VwGH vom 27.09.2010, 2009/22/0047

Beachte

Serie (erledigt im gleichen Sinn):

2009/22/0056 E

Betreff

Der Verwaltungsgerichtshof hat durch den Vorsitzenden Senatspräsident Mag. Heinzl und die Hofräte Dr. Robl und Mag. Eder, die Hofrätin Mag. Merl und den Hofrat Dr. Lukasser als Richter, im Beisein der Schriftführerin Mag. Perauer, über die Beschwerde des D, vertreten durch Mag. Ralf Mössler, Rechtsanwalt in 1010 Wien, Singerstraße 11/7, gegen den Bescheid des Bundesministers für Inneres vom , Zl. 149.543/2- III/4/07, betreffend Aufenthaltstitel, zu Recht erkannt:

Spruch

Der angefochtene Bescheid wird wegen Rechtswidrigkeit seines Inhaltes aufgehoben.

Der Bund hat dem Beschwerdeführer Aufwendungen in der Höhe von EUR 1.286,40 binnen zwei Wochen bei sonstiger Exekution zu ersetzen.

Begründung

Mit dem angefochtenen, im Instanzenzug ergangenen Bescheid wies die belangte Behörde den Antrag des Beschwerdeführers, eines chinesischen Staatsangehörigen, auf Erteilung einer Niederlassungsbewilligung für den Aufenthaltszweck "begünstigter Drittsta. - Ö., § 49 Abs. 1 FrG" gemäß § 21 Abs. 1 Niederlassungs- und Aufenthaltsgesetz (NAG) ab.

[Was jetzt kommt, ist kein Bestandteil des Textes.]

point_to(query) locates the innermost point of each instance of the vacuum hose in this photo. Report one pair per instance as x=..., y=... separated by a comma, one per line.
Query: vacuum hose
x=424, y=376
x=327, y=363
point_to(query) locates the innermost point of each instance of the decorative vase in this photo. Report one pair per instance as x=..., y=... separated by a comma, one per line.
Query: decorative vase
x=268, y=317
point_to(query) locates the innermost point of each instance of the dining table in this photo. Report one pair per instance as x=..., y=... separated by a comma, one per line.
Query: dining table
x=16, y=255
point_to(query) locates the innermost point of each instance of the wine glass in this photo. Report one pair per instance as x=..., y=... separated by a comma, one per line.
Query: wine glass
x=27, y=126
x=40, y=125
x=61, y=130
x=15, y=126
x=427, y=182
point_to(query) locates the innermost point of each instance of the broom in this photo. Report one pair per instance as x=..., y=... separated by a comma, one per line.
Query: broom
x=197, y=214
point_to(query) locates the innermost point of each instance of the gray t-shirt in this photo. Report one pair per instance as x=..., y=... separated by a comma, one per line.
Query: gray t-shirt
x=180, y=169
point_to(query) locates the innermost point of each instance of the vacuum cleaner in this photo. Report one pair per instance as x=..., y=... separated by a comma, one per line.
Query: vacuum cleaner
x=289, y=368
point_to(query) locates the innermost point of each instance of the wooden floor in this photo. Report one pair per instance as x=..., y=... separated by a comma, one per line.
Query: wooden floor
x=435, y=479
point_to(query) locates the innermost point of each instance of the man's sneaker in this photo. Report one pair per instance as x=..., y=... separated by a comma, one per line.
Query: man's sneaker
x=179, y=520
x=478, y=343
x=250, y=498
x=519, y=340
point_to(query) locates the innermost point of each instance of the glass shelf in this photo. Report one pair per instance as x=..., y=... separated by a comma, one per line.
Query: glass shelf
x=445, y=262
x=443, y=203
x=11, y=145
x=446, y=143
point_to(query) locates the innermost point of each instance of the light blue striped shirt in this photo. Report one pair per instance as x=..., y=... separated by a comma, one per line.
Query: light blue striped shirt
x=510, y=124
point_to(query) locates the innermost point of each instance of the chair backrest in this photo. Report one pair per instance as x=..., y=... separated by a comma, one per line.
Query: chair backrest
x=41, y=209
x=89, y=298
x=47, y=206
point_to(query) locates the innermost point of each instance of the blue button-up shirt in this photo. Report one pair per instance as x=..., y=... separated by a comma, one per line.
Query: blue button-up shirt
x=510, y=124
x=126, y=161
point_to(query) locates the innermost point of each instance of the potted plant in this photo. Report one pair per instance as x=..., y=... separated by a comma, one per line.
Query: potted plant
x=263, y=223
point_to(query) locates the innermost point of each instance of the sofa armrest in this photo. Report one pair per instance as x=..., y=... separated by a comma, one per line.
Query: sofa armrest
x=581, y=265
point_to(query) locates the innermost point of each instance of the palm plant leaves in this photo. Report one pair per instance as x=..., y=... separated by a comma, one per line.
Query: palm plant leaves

Begründend führte die belangte Behörde aus, der Beschwerdeführer sei am unrechtmäßig über Deutschland in das Bundesgebiet eingereist. Am habe er unter dem Namen H Z einen Asylantrag eingebracht. Dieser Antrag sei mit Bescheid vom in erster Instanz "rechtskräftig negativ entschieden" worden. Mit selbem Datum sei die dem Beschwerdeführer gewährte vorläufige Aufenthaltsberechtigung nach asylrechtlichen Bestimmungen widerrufen worden.

Am habe der Beschwerdeführer die österreichische Staatsbürgerin L geheiratet. Den hier gegenständlichen Antrag habe er am persönlich bei der Bundespolizeidirektion Wien gestellt.

Der Antrag sei entgegen den Bestimmungen des - nunmehr anzuwendenden - NAG gestellt worden. Der Beschwerdeführer halte sich seit In-Kraft-Treten des NAG am und sohin auch zum Zeitpunkt der gegenständlichen Entscheidung über seinen Antrag nicht rechtmäßig im Bundesgebiet auf. Sohin stehe § 21 Abs. 1 NAG der Bewilligung des vom Beschwerdeführer gestellten Antrages entgegen.

Bei der von Amts wegen durchzuführenden Überprüfung, ob eine Inlandsantragstellung bzw. die daraus resultierende Entgegennahme des Aufenthaltstitels im Inland nach § 74 NAG zuzulassen sei, könnten keine humanitären Gründe im Sinn des § 72 NAG erkannt werden, weil weder eine ernsthafte Bedrohung des Lebens oder der Unversehrtheit infolge willkürlicher Gewalt im Rahmen eines internationalen oder innerstaatlichen Konflikts im Antrag des Beschwerdeführers oder seiner Berufung behauptet werde noch stichhaltige Gründe für die Annahme vorlägen, das Leben oder die Freiheit des Beschwerdeführers sei aus Gründen der Rasse, Religion, Nationalität, Zugehörigkeit zu einer bestimmten sozialen Gruppe oder politischen Ansichten bedroht. Ein Eingehen auf die persönlichen Verhältnisse des Beschwerdeführers sei entbehrlich.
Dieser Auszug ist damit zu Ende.